Irish sculptor (1903–1993)

May Power (11 September 1903 – 1993) was an Irish sculptor.

==Early life and family==
May Power was born in Dublin on 11 September 1903. Her parents were the sculptor Albert Power, and Agnes (née Kelly). She had 6 brothers and 3 sisters. Her younger brother, James, also went on to become a renowned sculptor. The family moved to 18 Geraldine Street, Phibsborough in early 1912, where Power's father established his stone carving business. Along with James, Power was taught the basics of modelling and carving by their father, and later both attended the Dublin Metropolitan School of Art (DMSA). While attending the DMSA, Power modelled for fellow artist Patrick Tuohy, sitting for him more than any other model.
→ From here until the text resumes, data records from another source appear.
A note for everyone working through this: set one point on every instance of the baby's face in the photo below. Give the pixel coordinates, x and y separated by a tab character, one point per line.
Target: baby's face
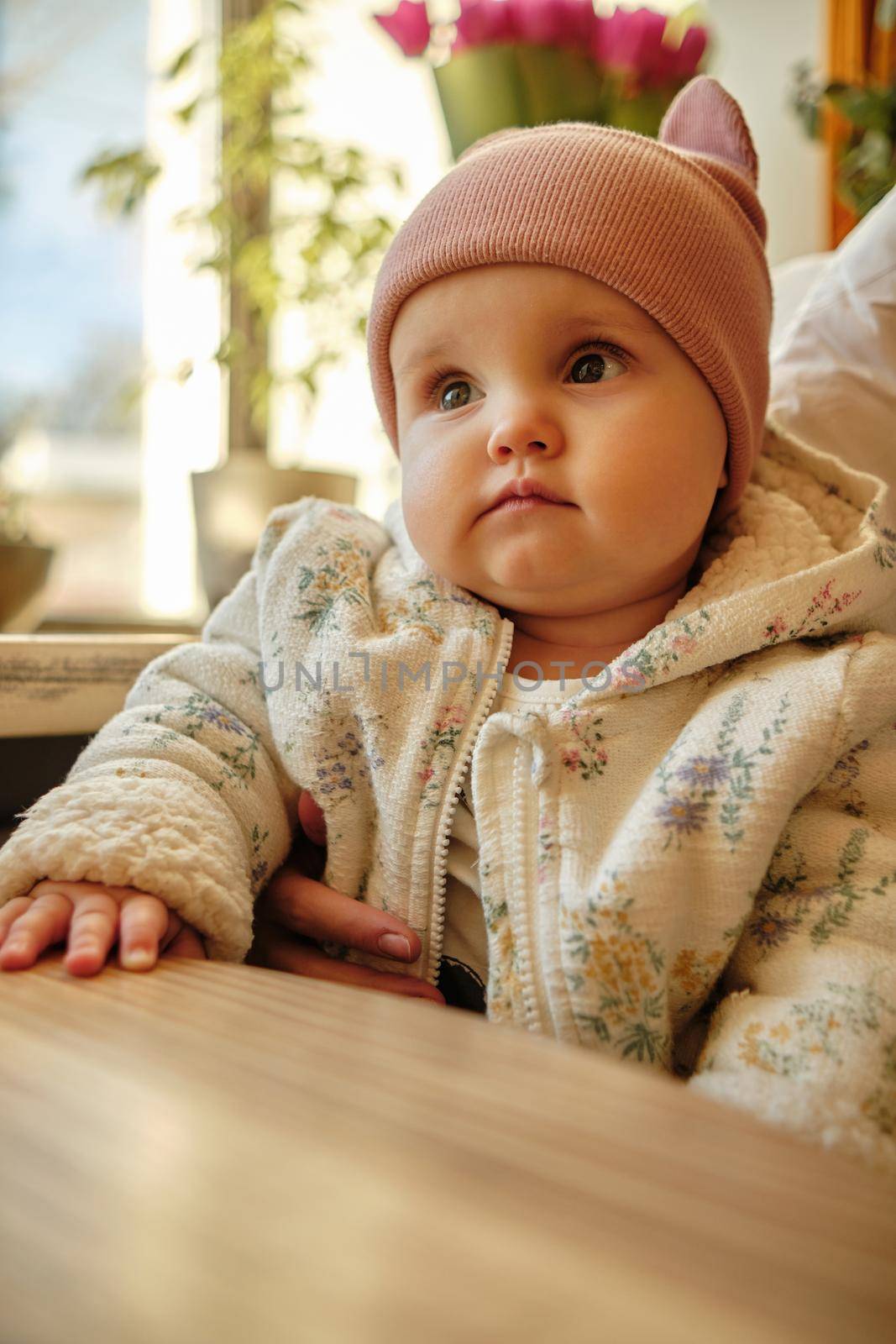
633	441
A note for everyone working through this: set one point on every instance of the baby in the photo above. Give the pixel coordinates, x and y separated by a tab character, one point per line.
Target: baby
671	833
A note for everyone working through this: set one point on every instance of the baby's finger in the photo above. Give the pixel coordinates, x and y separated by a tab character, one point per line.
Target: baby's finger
11	913
36	927
94	927
144	921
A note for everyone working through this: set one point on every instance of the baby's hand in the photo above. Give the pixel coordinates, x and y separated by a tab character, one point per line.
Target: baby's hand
90	917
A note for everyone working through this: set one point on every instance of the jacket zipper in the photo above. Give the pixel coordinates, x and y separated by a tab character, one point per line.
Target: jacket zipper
537	1015
443	840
Power modelled for her father for his bronze statuette of Queen Tailte.

==Career==
Power exhibited regularly with the Royal Hibernian Academy between 1933 and 1951. Her work was featured as part of the sculpture event in the art competition at the 1948 Summer Olympics. Power exhibited alongside Leo, Desmond and Irene Broe at the 1955 Institute of the Sculptors of Ireland exhibition in the Hugh Lane Gallery.

With her father, Power was a member of the Academy of Christian Art from its foundation in 1934. Through the Academy she both taught art and curated the large collection of religious images the group amassed, as well as serving as the honorary secretary. When her father died in 1945 before finishing a bust of Thomas Davis, Power painted the plaster model in bronze in time for the centenary celebration of Davis' birth. The Hugh Lane Gallery holds a bronze bust by Power of Joseph Holloway.